Le pronostic est variable et est difficilement prévisible. Le syndrome douloureux régional complexe peut se calmer ou rester stable plusieurs années; chez quelques patients, il s’aggrave, se propageant à d’autres régions corporelles.

Traitement

  • Thérapie multimodale (p. ex., médicaments, kinésithérapie, blocage sympathique, psychothérapie, neuromodulation, thérapie du miroir)

Le traitement est complexe et souvent décevant, en particulier s’il a été commencé tardivement. Il comprend les médicaments, la kinésithérapie, le blocage sympathique, la psychothérapie et la neuromodulation. Peu d’études contrôlées ont été conduites.

On peut essayer les nombreux médicaments utilisés pour les douleurs neuropathiques, dont des antidépresseurs tricycliques, des antiépileptiques ou la corticothérapie ( Médicaments contre les douleurs neuropathiques), peuvent être utilisés; aucun traitement n’a fait la preuve de sa supériorité. Un traitement au long cours par les antalgiques opiacés peut être utile chez certains malades bien sélectionnés.

Chez certains patients souffrant de douleur entretenue par voie sympathique, le blocage régional sympathique soulage la douleur, rendant possible la kinésithérapie. Les antalgiques oraux (AINS, opiacés et divers antalgiques adjuvants) peuvent également soulager la douleur suffisamment pour permettre la rééducation.

Pour la neuromodulation, on utilise de plus en plus des stimulateurs médullaires implantés. La stimulation nerveuse électrique transcutanée (TENS), appliquée en de nombreuses régions et avec plusieurs paramètres de stimulation, doit être précédée d’une longue mise au point. Les systèmes de stimulation implantés ciblant les nerfs périphériques (p. ex., la stimulation du nerf occipital pour certains syndromes de céphalées) peuvent être bénéfiques. D’autres méthodes de neuromodulation comprennent le frottement brusque de la zone touchée (contre-irritation) et l’acupuncture. Aucune forme de neuromodulation n’est reconnue comme étant plus efficace qu’une autre et une mauvaise réponse à l’une n’implique pas nécessairement une mauvaise réponse à l’autre.

La perfusion neuraxiale par des opiacés, des anesthésiques ou de la clonidine permet une amélioration, de même que le baclofène intrathécal parvient à diminuer la dystonie chez quelques patients.

La kinésithérapie est essentielle. Ses objectifs comprennent le renforcement, l’augmentation de l’amplitude des mouvements et la réinsertion professionnelle.

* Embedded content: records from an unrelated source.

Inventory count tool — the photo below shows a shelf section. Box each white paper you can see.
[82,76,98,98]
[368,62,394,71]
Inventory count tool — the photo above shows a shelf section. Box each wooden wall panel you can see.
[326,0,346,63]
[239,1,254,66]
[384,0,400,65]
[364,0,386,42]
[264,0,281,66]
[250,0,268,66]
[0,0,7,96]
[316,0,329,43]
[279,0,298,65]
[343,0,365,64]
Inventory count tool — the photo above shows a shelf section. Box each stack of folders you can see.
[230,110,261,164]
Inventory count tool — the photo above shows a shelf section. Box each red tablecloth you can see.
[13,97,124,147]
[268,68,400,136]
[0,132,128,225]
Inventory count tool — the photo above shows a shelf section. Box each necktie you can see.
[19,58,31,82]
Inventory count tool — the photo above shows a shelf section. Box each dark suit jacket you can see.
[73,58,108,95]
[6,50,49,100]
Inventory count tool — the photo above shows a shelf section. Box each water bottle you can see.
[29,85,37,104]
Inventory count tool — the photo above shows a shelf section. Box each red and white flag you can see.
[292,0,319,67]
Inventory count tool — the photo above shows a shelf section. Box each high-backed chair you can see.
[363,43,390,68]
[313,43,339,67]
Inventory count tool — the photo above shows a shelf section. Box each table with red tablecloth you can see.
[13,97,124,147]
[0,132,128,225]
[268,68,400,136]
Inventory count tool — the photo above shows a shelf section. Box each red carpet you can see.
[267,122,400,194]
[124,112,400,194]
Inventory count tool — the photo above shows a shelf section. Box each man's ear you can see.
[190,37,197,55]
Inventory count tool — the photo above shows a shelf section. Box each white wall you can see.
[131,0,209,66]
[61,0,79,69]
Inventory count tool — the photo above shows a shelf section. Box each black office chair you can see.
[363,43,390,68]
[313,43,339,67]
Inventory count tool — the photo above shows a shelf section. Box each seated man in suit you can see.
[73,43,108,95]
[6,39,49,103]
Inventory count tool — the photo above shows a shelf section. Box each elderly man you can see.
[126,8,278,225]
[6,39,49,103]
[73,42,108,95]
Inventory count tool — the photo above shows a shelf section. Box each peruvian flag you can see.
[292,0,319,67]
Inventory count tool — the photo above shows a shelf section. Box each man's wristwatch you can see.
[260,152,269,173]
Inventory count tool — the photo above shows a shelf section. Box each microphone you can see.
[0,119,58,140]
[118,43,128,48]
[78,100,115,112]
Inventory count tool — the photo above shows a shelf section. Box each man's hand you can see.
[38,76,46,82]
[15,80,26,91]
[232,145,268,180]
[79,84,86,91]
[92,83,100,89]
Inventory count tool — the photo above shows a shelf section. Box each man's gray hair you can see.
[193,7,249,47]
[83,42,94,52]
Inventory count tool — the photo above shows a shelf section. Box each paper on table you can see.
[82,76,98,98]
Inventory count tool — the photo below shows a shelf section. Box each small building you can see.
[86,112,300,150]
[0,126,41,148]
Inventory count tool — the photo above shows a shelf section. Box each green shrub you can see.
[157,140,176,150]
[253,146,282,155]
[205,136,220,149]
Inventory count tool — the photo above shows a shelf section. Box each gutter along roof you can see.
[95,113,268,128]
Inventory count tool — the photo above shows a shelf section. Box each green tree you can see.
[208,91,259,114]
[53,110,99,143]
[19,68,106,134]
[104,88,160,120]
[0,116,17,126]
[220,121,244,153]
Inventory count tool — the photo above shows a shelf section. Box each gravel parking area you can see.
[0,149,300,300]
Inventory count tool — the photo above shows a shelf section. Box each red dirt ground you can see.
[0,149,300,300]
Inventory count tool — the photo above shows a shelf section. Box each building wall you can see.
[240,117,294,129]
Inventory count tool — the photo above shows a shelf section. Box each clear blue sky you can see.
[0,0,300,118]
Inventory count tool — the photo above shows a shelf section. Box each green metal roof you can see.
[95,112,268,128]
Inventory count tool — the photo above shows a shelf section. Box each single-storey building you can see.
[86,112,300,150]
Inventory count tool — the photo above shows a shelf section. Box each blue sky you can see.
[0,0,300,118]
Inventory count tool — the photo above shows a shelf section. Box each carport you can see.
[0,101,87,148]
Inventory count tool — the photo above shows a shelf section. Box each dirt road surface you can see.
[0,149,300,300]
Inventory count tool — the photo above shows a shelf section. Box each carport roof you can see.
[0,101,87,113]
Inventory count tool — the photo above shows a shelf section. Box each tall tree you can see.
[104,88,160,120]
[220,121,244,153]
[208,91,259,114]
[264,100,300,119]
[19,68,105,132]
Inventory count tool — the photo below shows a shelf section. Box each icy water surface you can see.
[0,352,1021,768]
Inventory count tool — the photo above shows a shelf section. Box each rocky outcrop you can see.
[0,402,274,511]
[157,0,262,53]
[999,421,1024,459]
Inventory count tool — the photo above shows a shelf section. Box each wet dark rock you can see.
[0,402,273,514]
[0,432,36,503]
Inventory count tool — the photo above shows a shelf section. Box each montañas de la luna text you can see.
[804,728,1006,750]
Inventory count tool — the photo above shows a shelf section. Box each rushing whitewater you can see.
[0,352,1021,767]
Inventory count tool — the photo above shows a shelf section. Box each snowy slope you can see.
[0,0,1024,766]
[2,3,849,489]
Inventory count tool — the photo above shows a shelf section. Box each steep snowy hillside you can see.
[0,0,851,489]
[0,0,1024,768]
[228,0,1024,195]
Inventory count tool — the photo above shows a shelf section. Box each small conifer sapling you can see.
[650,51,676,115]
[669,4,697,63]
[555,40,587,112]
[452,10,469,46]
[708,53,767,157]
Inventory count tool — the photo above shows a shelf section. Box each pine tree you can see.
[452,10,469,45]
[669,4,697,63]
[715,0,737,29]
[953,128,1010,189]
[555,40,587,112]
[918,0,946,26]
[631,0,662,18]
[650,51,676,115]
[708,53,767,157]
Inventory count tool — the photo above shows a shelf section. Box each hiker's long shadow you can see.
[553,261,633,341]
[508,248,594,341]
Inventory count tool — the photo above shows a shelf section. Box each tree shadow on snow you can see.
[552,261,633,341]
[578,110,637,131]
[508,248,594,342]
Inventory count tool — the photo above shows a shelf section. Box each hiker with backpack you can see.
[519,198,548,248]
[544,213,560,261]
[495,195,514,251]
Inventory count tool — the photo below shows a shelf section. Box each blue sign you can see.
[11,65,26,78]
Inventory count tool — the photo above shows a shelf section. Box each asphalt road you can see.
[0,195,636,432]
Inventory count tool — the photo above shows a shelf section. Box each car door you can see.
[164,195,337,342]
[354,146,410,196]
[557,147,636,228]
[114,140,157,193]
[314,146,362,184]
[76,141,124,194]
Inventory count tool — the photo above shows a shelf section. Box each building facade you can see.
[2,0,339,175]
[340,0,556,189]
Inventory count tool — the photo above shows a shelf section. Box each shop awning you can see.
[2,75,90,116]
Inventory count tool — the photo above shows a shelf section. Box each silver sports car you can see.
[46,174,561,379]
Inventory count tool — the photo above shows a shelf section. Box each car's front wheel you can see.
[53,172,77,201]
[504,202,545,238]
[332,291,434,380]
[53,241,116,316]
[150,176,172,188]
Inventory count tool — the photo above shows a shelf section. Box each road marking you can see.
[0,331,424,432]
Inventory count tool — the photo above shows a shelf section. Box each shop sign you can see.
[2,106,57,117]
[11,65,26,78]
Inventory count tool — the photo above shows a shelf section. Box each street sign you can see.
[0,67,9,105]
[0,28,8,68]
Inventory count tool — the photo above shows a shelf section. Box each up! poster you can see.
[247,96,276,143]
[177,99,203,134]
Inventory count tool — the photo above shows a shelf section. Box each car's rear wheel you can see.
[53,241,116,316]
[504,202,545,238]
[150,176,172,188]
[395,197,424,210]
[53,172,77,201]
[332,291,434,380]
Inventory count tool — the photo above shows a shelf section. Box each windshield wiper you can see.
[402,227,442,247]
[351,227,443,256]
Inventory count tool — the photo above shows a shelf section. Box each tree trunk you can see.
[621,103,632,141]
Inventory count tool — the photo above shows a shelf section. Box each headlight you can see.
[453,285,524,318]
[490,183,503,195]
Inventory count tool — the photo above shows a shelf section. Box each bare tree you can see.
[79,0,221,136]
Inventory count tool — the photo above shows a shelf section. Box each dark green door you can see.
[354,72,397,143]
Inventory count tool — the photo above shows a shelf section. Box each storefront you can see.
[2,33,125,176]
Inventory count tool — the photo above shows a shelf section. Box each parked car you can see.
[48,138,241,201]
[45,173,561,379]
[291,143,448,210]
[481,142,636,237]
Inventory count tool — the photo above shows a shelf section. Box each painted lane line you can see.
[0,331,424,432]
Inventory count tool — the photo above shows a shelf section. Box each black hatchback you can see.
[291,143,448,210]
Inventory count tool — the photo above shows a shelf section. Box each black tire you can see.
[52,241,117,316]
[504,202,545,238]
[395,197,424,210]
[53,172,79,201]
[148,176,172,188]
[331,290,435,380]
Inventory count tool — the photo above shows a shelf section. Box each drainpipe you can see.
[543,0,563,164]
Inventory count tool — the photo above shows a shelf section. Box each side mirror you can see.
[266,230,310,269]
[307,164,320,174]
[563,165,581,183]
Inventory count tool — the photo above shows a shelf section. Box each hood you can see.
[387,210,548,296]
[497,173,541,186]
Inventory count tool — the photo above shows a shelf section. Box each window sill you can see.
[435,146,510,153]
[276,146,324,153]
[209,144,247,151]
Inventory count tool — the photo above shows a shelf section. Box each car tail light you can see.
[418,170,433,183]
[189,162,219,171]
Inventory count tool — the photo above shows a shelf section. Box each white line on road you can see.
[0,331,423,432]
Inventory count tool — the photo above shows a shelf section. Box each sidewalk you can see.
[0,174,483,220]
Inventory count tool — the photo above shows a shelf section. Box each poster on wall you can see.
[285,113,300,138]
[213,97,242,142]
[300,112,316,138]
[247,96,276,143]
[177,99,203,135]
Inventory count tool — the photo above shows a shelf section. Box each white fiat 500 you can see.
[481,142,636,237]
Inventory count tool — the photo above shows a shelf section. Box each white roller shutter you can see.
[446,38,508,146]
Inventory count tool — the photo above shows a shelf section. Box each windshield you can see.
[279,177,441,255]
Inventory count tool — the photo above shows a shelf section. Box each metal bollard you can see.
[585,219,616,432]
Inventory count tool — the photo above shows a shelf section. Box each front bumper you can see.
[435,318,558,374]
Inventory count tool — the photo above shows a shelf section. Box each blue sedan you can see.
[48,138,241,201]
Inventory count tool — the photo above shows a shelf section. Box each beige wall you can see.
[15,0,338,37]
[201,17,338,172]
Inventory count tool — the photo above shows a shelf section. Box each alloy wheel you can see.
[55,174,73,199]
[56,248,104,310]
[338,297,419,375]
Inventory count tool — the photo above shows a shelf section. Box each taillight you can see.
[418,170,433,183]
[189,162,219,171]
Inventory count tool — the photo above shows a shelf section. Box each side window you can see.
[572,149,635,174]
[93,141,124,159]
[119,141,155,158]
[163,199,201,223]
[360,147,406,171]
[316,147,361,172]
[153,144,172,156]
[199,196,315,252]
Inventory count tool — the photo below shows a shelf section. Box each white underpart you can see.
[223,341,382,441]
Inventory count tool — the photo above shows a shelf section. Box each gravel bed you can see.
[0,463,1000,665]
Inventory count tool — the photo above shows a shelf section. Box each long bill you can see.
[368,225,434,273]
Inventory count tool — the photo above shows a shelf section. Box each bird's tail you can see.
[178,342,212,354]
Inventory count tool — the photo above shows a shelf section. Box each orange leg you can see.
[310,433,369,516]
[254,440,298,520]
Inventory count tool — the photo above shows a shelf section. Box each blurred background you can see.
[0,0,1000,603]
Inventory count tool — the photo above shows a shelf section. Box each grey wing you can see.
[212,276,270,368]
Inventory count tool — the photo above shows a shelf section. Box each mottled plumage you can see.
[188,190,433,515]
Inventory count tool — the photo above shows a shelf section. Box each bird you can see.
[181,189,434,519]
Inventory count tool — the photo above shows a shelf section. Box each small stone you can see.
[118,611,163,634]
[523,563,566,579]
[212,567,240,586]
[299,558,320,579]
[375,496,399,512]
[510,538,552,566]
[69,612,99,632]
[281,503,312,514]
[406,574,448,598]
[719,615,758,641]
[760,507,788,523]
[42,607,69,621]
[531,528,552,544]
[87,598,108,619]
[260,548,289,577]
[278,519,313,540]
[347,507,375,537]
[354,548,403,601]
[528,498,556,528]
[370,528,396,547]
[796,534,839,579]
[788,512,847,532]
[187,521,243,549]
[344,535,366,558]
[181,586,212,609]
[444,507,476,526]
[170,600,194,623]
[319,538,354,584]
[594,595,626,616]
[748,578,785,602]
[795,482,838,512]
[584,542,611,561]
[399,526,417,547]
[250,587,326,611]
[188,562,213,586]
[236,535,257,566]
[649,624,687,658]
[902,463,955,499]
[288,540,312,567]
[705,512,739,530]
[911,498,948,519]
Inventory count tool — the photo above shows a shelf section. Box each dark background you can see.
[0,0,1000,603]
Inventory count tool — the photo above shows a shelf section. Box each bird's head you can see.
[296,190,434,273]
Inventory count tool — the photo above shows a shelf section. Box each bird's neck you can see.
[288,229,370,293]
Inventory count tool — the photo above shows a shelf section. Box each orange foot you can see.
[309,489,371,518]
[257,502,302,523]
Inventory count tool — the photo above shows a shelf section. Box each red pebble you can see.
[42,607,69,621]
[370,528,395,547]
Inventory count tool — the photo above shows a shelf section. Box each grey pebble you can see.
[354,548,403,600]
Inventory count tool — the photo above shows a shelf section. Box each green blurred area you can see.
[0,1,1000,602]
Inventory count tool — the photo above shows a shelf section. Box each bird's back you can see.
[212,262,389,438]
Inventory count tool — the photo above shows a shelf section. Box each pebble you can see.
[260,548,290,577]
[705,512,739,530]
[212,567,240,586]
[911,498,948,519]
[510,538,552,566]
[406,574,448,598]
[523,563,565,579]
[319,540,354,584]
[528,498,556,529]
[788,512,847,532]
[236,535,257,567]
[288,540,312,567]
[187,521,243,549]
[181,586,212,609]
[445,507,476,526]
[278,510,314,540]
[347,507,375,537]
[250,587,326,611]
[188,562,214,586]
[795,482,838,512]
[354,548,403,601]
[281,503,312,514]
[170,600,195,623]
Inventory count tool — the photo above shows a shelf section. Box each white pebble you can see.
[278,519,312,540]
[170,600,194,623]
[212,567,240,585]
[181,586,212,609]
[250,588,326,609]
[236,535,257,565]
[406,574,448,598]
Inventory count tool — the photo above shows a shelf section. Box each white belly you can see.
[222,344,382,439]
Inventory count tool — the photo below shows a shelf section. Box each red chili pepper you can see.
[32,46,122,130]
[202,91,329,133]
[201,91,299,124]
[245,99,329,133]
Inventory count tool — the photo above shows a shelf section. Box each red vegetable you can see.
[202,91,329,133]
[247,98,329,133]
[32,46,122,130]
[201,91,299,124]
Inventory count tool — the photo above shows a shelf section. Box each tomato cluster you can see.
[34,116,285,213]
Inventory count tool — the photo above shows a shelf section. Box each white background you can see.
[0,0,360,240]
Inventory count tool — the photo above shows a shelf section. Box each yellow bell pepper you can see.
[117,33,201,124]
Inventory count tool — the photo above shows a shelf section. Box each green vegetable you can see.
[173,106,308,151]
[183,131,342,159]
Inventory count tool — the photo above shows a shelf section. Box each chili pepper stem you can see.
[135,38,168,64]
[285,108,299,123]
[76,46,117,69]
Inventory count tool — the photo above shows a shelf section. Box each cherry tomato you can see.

La thérapie du miroir serait bénéfique au patient qui a un syndrome douloureux régional complexe de type 1 dû à une douleur du membre fantôme ou à un accident vasculaire cérébral. Les patients sont à cheval sur un grand miroir placé entre leurs jambes. Le miroir reflète l’image du membre non affecté et cache le membre affecté (douloureux ou manquant), donnant aux patients l’impression qu’ils ont 2 membres normaux. On apprend aux patients à déplacer leur membre douloureux ou manquant tout en regardant l’image réfléchie de leur membre normal tenter le même mouvement. La plupart des patients qui font cet exercice pendant 30 min/jour pendant 4 semaines font état d’une atténuation importante de la douleur.